1

I used Selenium and PhantomJS hoping to get data from a website which using javascript to build the DOM.

The simple code below works, but it's not always valid. I meant that most of time it would return an empty website which didn't execute the javascript. It could seldom get the correct info I want.

from selenium import webdriver
from bs4 import BeautifulSoup

url = 'http://mall.pchome.com.tw/prod/QAAO6V-A9006XI59'
driver = webdriver.PhantomJS
driver.get(url)

print(driver.page_source, file=open('output.html','w'))

soup = BeautifulSoup(driver.page_source,"html5lib")
print(soup.select('#MetaDescription'))

It has a high probability to return an empty string :

[<meta content="" id="MetaDescription" name="description"/>]

Is the website server not allowing web crawlers? What can I do to fix my code?

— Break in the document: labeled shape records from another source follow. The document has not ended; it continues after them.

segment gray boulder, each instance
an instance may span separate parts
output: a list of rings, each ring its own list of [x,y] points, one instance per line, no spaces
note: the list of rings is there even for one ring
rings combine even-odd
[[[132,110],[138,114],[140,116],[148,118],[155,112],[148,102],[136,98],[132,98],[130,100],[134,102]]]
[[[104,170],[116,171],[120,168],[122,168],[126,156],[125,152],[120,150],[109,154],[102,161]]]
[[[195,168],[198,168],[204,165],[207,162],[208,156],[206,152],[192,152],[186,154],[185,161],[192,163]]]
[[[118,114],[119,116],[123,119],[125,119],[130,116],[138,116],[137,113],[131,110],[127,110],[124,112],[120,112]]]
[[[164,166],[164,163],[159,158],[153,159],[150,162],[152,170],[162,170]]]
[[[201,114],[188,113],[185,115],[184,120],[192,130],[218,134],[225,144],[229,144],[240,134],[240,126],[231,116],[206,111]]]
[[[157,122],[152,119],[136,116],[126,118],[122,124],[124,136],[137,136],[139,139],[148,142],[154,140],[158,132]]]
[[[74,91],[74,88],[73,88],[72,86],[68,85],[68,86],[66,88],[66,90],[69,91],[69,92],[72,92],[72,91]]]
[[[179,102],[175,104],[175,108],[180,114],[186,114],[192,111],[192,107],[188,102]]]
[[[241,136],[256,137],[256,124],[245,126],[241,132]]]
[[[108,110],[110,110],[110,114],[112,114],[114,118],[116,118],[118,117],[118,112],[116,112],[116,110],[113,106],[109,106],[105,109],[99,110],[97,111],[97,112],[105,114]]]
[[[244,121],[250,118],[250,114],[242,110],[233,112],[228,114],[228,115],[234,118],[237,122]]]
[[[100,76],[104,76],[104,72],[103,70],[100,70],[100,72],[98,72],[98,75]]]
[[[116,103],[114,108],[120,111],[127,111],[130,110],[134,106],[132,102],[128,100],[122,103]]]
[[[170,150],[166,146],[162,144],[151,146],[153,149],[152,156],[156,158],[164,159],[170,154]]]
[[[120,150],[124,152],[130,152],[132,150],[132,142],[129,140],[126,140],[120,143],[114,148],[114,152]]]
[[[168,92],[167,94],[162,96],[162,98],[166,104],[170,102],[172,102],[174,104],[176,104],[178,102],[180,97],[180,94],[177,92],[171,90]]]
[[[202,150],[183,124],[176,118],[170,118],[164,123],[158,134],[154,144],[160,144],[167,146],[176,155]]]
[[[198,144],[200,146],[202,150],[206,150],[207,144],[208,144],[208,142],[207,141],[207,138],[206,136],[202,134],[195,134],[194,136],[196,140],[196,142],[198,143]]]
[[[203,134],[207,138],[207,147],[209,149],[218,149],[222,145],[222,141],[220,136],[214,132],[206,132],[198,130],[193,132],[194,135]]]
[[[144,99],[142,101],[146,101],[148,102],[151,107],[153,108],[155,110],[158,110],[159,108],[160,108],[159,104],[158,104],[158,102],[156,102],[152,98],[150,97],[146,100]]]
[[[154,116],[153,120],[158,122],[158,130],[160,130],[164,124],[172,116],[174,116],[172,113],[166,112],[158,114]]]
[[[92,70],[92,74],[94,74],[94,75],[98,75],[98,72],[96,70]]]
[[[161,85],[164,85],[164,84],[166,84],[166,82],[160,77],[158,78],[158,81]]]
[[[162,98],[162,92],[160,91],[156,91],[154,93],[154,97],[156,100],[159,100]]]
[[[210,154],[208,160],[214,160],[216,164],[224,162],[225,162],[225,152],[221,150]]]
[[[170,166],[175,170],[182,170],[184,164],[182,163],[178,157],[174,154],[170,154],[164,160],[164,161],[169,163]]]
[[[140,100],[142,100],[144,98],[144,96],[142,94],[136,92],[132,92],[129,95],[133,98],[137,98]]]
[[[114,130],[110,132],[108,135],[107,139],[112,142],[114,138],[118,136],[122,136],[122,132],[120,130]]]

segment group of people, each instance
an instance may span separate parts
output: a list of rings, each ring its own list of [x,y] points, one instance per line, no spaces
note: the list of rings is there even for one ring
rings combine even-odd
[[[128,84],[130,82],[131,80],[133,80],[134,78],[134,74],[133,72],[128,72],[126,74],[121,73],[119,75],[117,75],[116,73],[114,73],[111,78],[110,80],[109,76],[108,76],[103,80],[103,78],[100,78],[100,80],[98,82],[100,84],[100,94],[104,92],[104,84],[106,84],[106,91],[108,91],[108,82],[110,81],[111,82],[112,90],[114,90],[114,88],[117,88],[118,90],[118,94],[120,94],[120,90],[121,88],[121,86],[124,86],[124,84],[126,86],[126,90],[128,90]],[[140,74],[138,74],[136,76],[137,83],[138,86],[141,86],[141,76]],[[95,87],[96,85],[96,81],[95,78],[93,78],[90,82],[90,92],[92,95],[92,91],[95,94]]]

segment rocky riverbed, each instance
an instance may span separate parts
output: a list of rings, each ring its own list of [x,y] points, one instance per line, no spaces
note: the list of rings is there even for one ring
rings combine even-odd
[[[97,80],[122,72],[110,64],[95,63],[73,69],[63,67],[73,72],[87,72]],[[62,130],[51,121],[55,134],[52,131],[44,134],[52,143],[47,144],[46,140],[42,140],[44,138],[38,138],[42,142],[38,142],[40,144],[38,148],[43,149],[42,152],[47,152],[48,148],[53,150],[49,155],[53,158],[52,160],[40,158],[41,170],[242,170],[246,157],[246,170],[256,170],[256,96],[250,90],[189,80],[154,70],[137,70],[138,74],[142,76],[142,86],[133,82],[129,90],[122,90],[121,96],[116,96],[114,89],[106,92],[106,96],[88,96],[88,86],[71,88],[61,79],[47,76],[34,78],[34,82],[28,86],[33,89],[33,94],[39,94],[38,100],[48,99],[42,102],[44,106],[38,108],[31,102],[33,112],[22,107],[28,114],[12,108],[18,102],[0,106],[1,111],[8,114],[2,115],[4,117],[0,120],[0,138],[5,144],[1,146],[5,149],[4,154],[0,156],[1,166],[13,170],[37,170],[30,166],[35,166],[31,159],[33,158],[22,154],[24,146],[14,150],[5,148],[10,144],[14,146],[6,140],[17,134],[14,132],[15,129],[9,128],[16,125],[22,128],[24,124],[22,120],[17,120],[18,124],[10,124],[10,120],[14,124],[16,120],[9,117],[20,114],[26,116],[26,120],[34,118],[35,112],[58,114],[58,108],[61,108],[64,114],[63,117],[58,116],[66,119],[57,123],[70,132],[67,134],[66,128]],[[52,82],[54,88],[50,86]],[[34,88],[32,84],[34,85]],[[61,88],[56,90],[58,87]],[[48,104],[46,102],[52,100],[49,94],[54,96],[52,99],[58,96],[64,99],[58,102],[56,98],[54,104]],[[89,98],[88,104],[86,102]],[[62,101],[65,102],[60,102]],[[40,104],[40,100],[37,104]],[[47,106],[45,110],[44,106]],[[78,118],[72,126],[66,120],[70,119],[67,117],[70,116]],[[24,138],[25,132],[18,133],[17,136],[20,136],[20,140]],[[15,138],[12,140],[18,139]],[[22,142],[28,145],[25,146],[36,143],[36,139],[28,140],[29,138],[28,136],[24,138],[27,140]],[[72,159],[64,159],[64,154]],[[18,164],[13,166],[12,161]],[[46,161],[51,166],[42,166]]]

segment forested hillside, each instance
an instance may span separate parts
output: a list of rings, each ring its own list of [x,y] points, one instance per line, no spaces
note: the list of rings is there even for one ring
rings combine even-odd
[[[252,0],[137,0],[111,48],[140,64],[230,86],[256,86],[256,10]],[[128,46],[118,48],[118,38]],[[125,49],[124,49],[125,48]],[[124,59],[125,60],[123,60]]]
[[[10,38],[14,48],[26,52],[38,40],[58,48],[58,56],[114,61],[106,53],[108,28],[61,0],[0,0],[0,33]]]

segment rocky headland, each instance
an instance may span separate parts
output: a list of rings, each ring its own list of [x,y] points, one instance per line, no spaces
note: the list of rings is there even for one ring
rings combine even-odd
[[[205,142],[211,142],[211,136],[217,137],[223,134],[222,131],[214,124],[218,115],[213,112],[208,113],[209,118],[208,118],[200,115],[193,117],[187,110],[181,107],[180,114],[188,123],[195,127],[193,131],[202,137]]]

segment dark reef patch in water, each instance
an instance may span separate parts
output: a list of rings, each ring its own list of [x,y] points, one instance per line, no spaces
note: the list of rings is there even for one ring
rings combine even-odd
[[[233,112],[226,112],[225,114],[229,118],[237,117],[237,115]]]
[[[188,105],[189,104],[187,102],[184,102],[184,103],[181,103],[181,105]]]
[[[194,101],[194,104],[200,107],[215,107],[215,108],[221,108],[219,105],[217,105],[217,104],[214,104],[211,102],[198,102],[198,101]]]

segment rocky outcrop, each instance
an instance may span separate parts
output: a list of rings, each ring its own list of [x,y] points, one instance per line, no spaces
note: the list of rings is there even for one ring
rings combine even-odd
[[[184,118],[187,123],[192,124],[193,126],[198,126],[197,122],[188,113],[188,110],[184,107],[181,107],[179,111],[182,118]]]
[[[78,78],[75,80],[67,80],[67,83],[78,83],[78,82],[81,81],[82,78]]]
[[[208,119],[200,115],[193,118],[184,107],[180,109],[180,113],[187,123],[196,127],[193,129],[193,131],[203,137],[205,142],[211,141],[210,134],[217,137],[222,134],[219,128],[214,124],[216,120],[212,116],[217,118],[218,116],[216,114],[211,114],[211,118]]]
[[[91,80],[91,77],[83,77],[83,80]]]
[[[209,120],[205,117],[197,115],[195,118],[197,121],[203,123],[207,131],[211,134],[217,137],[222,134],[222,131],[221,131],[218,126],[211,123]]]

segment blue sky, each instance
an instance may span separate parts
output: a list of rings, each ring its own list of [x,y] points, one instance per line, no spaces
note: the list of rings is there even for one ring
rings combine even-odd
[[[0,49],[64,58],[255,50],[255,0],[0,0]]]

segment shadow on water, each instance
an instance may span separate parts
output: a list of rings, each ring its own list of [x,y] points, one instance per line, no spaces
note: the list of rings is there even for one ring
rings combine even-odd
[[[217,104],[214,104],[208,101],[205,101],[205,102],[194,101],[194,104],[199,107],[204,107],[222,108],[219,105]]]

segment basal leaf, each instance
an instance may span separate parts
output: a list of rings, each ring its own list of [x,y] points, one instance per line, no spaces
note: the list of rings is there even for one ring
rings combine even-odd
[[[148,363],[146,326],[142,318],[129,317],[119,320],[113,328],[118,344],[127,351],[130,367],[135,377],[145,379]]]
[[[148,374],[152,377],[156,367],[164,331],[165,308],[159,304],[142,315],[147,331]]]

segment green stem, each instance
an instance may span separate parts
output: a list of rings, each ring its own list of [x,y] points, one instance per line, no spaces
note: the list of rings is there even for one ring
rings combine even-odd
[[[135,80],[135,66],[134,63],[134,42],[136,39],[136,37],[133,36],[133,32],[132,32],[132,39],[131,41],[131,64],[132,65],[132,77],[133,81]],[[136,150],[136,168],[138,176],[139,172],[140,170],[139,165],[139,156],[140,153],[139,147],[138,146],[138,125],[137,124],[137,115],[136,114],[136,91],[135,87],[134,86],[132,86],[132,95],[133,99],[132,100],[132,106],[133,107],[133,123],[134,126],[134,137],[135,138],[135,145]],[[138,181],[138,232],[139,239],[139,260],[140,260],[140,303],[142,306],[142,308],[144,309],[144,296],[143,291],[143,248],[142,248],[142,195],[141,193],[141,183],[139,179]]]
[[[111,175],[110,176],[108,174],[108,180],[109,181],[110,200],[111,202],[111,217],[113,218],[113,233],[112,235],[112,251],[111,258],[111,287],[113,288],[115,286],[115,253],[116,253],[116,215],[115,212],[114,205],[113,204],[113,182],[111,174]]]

What's more, all the info I need could be find in the <head> 's <meta>tag. (Like showing above, the data has an id MetaDescription)

Or is there any simpler way to just get the data in <head> tag?

WenT
  • 157
  • 8

1 Answers1

4

First of all, driver = webdriver.PhantomJS is not a correct way to initialize a selenium webdriver in Python, replace it with:

driver = webdriver.PhantomJS()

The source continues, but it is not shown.